Keep in mind that each model has a context limit (the maximum number of tokens it can process at once). For GPT-4o that limit is 128,000 tokens — enough for very long conversations.

Using Environment Variables with python-dotenv

For real projects, manage credentials with a .env file:

pip install python-dotenv

Create a .env file at the root of your project:

OPENAI_API_KEY=sk-...

Add .env to your .gitignore to avoid pushing credentials to GitHub:

.env

And load it in your script:

from dotenv import load_dotenv
import os
from openai import OpenAI

load_dotenv()
client = OpenAI(api_key=os.environ.get("OPENAI_API_KEY"))

Handling Common Errors

API calls can fail for several reasons. Handle the most frequent errors:

from openai import OpenAI, RateLimitError, AuthenticationError, APIError

client = OpenAI()

try:
    response = client.chat.completions.create(
        model="gpt-4o",
        messages=[{"role": "user", "content": "Hello"}]
    )
    print(response.choices[0].message.content)

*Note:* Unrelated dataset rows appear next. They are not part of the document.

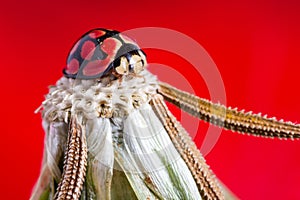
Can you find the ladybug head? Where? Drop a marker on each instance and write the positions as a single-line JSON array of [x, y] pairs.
[[102, 52]]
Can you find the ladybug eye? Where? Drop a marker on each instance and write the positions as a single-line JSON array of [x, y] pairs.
[[123, 68]]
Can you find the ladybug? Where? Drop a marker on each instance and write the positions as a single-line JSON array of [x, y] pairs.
[[101, 52]]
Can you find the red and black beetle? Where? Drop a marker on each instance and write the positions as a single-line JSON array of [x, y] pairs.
[[101, 51]]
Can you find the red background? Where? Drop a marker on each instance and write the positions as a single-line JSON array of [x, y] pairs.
[[255, 46]]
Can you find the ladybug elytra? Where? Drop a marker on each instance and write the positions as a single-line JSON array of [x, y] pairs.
[[102, 52]]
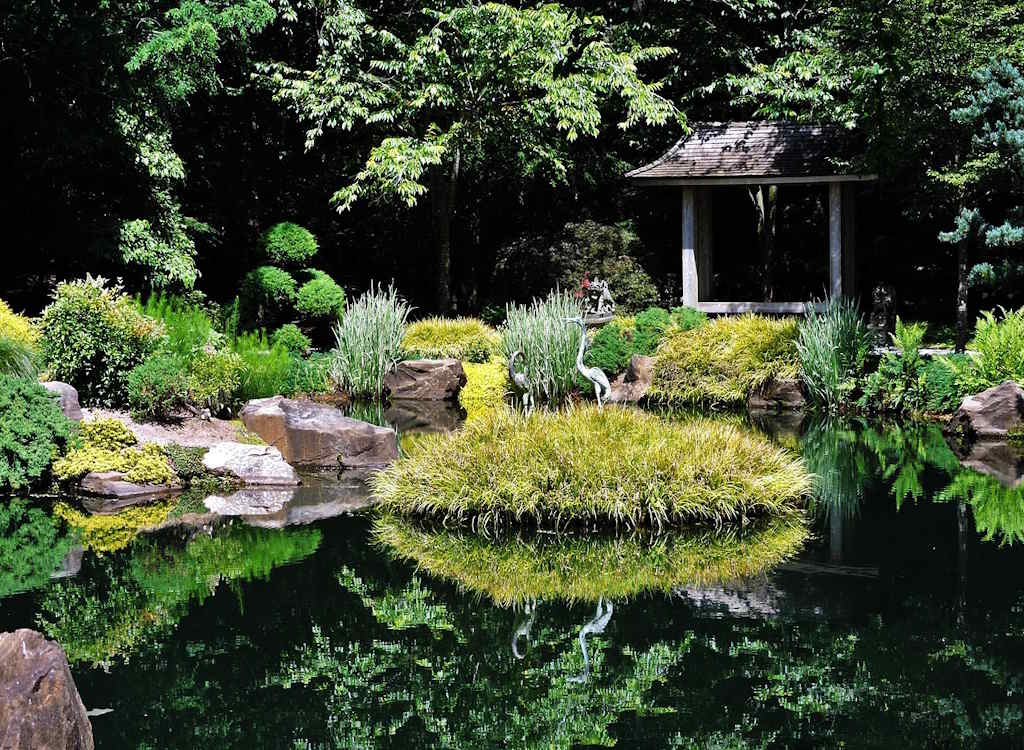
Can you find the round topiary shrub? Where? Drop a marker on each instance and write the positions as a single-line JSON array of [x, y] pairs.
[[265, 294], [33, 432], [289, 245], [92, 335], [157, 387], [321, 297]]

except AuthenticationError:
    print("Invalid or missing API key.")
except RateLimitError:
    print("Rate limit exceeded. Wait a few seconds and retry.")
except APIError as e:
    print(f"API error: {e}")

The most common error for new users is AuthenticationError — almost always caused by a misconfigured environment variable or an API key with no credits.

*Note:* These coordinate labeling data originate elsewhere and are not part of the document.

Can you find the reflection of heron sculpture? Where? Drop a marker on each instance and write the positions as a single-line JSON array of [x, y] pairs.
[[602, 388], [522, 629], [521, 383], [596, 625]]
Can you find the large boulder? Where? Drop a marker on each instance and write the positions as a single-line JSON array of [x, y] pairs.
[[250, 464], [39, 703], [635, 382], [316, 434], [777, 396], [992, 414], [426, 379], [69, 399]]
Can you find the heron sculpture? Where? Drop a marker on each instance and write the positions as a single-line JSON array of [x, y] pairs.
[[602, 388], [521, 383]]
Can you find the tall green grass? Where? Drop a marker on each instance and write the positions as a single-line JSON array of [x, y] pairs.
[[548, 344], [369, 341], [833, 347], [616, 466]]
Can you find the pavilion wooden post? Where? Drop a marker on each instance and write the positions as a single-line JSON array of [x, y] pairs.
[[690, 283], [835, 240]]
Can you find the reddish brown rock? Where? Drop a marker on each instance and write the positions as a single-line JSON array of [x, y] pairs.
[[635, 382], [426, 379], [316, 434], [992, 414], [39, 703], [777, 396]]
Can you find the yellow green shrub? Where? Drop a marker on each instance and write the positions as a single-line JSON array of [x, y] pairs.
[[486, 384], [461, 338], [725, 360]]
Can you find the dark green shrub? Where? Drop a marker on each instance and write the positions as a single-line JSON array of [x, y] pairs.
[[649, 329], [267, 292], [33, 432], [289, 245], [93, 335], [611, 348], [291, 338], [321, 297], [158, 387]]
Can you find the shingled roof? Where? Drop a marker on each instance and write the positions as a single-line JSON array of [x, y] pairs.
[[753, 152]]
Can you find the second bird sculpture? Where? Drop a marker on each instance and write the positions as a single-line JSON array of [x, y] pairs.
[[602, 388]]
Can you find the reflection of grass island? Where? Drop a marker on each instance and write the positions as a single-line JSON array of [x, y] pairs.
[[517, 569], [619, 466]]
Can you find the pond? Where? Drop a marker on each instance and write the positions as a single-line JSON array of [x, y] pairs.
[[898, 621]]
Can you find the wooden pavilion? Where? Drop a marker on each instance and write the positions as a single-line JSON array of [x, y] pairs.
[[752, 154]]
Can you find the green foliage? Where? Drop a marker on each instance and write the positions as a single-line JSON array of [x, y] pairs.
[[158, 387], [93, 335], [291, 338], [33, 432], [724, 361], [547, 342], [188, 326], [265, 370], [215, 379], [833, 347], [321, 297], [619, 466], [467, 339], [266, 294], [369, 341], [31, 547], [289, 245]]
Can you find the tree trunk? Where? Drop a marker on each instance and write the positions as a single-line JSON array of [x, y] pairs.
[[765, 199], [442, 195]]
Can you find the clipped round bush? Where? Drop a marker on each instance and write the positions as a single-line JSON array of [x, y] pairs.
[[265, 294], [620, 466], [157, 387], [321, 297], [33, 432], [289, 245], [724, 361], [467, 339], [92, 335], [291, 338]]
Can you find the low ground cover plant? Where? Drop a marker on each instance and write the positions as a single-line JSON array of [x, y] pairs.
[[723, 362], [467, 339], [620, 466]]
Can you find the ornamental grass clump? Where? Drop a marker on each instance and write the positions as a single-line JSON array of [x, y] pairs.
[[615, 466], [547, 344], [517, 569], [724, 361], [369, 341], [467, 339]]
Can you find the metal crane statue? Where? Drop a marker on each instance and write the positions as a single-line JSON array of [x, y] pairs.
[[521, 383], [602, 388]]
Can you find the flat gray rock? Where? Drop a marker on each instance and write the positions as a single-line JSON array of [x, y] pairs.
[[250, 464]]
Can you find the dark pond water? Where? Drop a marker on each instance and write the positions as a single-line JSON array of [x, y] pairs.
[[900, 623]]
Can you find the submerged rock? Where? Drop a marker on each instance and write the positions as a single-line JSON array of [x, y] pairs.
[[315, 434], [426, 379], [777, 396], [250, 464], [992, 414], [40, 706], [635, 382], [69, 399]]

Tracking Token Usage and Cost

Each API call has a cost based on the model and number of tokens processed. You can check current pricing at openai.com/api/pricing.

The response object includes token usage for each call:

response = client.chat.completions.create(
    model="gpt-4o",
    messages=[{"role": "user", "content": "What is machine learning?"}]
)

print(f"Input tokens: {response.usage.prompt_tokens}")
print(f"Output tokens: {response.usage.completion_tokens}")
print(f"Total: {response.usage.total_tokens}")

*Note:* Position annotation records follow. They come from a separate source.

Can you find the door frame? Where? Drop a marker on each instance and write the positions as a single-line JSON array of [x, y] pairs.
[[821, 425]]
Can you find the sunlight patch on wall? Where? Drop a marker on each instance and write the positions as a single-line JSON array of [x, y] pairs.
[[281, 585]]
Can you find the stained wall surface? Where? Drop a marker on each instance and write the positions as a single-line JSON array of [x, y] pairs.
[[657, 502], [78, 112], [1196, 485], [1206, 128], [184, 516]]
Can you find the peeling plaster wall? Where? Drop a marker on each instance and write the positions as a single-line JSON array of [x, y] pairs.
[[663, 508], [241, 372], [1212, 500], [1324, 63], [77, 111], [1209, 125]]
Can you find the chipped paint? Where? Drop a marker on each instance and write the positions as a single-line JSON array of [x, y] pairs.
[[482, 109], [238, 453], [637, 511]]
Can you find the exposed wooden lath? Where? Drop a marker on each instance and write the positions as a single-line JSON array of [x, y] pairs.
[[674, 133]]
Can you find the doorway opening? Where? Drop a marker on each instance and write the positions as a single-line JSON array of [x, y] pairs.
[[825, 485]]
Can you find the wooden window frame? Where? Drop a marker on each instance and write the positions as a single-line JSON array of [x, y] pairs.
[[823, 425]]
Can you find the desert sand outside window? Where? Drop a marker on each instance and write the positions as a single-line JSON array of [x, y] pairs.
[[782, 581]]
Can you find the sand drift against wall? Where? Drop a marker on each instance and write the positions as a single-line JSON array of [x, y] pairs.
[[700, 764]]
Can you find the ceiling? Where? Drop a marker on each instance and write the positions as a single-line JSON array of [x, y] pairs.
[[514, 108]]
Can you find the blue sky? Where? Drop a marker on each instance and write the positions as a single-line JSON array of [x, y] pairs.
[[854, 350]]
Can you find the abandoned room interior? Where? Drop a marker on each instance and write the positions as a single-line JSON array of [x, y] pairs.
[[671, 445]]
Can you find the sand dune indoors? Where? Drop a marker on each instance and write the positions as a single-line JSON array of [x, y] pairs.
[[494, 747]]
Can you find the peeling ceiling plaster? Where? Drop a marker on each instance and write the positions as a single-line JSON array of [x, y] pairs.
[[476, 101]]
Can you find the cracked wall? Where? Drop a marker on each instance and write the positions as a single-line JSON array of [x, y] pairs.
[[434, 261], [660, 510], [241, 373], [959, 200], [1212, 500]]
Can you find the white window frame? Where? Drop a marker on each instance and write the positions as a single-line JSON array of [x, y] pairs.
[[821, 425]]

To avoid unexpected charges, set a monthly spending limit at platform.openai.com/settings/organization/billing.

Complete Example: Text Summarization Script

Here's a functional script you can use as a starting point for your projects:

import os
from dotenv import load_dotenv
from openai import OpenAI

load_dotenv()
client = OpenAI(api_key=os.environ.get("OPENAI_API_KEY"))

def summarize_text(text: str, points: int = 3) -> str:
    response = client.chat.completions.create(
        model="gpt-4o",
        temperature=0,
        max_tokens=300,
        messages=[
            {
                "role": "system",
                "content": f"Summarize the text in exactly {points} key points. Be concise."
            },
            {
                "role": "user",
                "content": text
            }
        ]
    )
    return response.choices[0].message.content

if __name__ == "__main__":
    sample_text = """
    Transformers are a neural network architecture introduced in 2017
    in the paper 'Attention is All You Need'. They use attention mechanisms
    to process data sequences in parallel, making them far more efficient
    than previous recurrent networks. They are the foundation of models
    like GPT, BERT, and virtually all modern LLMs.
    """

    result = summarize_text(sample_text, points=3)
    print(result)

Next Steps

With this foundation you can build anything from simple automation scripts to full applications. The next concepts worth exploring are:

  • Streaming: receiving the response token by token (like ChatGPT does) using stream=True
  • Function calling: letting the model call functions in your code to connect it with external data
  • Embeddings: converting text into vectors for semantic search — the foundation of RAG systems

The official API documentation covers all of these topics with up-to-date examples.